My one concern is that my 4 hour prune is with 600GB of data, and so it is not that much information. It is likely to get worse over time, and I worry that at some point, it will become unmanageable.

I just ran restic prune / forget on my local Windows PC on a 279GB repository, which is sitting on a locally attached SATA 7200RPM spinning HGST disk. This PC is an i7 2600 with 16GB RAM and OS on SSD - it’s not a new PC but it’s fast enough for everything I do including video editing.

The repository backs up photos and videos - 40,000 files, about 45% very small xmp metadata, 45% raw files that are about 20MB each, 8% jpeg files a few MB, and 2% videos that vary between 20MB and 500MB.

The “forget” command took 10 seconds and the “prune” command took 6 minutes. My execution log from the console is below. I could see restic.exe was using all the CPU time - the virus scanner wasn’t doing anything, no other process was doing much.

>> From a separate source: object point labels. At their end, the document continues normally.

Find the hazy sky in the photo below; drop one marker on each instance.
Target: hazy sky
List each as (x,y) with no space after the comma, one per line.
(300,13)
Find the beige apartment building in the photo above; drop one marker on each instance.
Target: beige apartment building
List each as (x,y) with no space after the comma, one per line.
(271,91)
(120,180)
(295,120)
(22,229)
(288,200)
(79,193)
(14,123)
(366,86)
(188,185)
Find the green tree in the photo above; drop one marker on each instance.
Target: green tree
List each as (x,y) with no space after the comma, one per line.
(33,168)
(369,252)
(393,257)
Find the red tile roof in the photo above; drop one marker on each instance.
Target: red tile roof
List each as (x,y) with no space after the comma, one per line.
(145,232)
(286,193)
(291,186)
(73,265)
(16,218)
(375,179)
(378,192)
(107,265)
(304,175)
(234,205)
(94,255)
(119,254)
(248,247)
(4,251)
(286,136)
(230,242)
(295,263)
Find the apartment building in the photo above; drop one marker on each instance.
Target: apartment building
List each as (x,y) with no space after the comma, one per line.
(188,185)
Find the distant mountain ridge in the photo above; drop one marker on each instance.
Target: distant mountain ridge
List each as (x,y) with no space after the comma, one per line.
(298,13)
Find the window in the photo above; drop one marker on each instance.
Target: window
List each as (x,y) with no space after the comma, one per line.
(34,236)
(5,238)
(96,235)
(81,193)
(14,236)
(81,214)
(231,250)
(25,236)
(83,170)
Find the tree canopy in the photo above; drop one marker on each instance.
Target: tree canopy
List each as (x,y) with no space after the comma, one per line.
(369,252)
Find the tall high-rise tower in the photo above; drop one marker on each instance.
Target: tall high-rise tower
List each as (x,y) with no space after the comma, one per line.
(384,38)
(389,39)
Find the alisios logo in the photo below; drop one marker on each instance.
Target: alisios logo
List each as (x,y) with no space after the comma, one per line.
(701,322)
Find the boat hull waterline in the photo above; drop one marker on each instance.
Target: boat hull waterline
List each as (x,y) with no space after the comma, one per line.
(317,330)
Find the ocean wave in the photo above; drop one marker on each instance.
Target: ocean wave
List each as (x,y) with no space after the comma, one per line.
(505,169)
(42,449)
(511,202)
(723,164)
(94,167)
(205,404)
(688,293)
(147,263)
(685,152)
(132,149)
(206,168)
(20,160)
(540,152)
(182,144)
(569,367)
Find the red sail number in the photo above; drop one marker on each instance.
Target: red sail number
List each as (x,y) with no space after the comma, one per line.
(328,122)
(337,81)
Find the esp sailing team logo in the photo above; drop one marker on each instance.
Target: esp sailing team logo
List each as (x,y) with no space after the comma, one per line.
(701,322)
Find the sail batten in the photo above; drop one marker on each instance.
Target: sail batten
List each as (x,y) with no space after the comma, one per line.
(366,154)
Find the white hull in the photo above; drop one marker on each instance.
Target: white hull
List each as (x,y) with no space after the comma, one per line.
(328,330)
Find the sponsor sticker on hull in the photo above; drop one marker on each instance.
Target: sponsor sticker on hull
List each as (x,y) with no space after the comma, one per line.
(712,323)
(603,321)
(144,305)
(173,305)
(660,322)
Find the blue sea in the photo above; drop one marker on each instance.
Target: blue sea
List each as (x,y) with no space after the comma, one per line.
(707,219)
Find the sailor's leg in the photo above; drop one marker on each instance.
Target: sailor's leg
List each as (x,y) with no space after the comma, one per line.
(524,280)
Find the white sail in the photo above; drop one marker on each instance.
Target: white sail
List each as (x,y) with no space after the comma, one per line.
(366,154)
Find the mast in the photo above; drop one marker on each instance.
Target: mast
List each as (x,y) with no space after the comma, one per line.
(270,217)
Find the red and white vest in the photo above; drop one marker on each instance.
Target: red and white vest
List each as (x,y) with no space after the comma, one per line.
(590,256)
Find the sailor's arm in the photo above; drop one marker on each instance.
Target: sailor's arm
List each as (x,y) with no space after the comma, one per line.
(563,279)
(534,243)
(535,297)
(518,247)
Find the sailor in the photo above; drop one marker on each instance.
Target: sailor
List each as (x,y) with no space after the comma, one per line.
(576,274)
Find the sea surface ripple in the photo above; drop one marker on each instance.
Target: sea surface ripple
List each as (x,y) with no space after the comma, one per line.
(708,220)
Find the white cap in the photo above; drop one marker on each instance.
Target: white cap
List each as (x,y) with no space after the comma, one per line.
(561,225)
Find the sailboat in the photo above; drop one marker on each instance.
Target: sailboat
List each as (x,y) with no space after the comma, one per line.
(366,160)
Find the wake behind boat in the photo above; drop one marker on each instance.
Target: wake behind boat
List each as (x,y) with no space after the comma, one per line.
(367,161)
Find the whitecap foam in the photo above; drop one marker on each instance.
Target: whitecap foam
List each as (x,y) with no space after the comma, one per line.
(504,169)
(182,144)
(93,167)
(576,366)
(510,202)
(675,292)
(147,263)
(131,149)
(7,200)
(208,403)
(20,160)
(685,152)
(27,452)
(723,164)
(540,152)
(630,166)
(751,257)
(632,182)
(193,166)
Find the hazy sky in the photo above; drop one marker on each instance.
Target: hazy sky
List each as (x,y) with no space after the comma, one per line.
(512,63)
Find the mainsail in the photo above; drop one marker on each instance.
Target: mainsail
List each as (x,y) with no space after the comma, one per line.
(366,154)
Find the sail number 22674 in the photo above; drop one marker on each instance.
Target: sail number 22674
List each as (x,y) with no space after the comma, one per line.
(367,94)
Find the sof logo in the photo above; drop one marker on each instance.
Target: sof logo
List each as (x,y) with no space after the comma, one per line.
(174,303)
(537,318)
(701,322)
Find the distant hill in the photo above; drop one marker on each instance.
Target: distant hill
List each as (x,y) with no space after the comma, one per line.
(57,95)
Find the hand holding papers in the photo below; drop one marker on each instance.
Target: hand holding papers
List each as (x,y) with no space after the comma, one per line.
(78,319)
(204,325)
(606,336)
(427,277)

Can you please do the following, showing us the output of each step?

  • run “restic version”
  • Copy your restic repo onto a local disk (SSD if you have enough capacity, spinning disk fine)
  • Run the forget/prune across the network, and provide the log similar to below
  • Run the forget/prune on the copy on the local disk, and provide the log similar to below
  • Run a disk benchmarking program against your local disk and NAS. I’d like to see throughput for both large files and with random I/O.

When you run restic prune please include the “-v” flag

Here’s my log

restic version
restic 0.9.5 compiled with go1.12.4 on windows/amd64

time
13:57:32.48

restic.exe --repo c:\Photos forget --keep-daily 7 --keep-weekly 8 --keep-monthly 24

time
13:57:41.26

restic.exe --repo c:\Photos prune
repository xxx opened successfully, password is correct
counting files in repo
building new index for repo
[5:25] 100.00% 57184 / 57184 packs
repository contains 57184 packs (226553 blobs) with 279.044 GiB
processed 226553 blobs: 0 duplicate blobs, 0 B duplicate
load all snapshots
find data that is still in use for 22 snapshots
[0:02] 100.00% 22 / 22 snapshots
found 226547 of 226553 data blobs still in use, removing 6 blobs
will remove 0 invalid files
will delete 1 packs and rewrite 0 packs, this frees 78.879 KiB
counting files in repo
[0:02] 100.00% 57183 / 57183 packs
finding old index files
saved new indexes as
remove 21 old index files
[0:00] 100.00% 1 / 1 packs deleted
done

time
The current time is: 14:04:09.01

I would love to run these tests, but I do not have enough local disk space to move the repository to a local disk. (I have a 32GB eMMC for the OS and local storage while I am protecting 600GB+.)

I do have the logs that you mention and can share them. I can also run some performance tests. Do you have a preferred disk performance tool in Linux? I can track something down but figured that I would ask if you recommend anything before I start searching. (I have used dd in the past.)

Can you plug in a USB disk? SSD if you have one, spinning disk fine, even if you have to make a smaller repo to test with. The main thing I’m trying to work out is if there is high latency, low bandwidth, or low transactions per seconds to the NAS which could cause a problem.

I don’t know any Linux disk testing programs sorry.

Not being able to run this on both local disk and the NAS significantly reduces the information we would get from this. Given my system runs two orders of magnitude faster than yours I expect it’s a problem with your setup rather than restic.

Can you run this test on a PC against both the NAS and a local disk inside the PC?

bonnie++ is more or less the standard disk benchmarking tool on Linux.

I am running an extended multi-day performance test with iozone which started before the Bonnie++ recommendation. I will share the results when they are complete…

That doesn’t seem necessary. I would cancel it and run a quick test.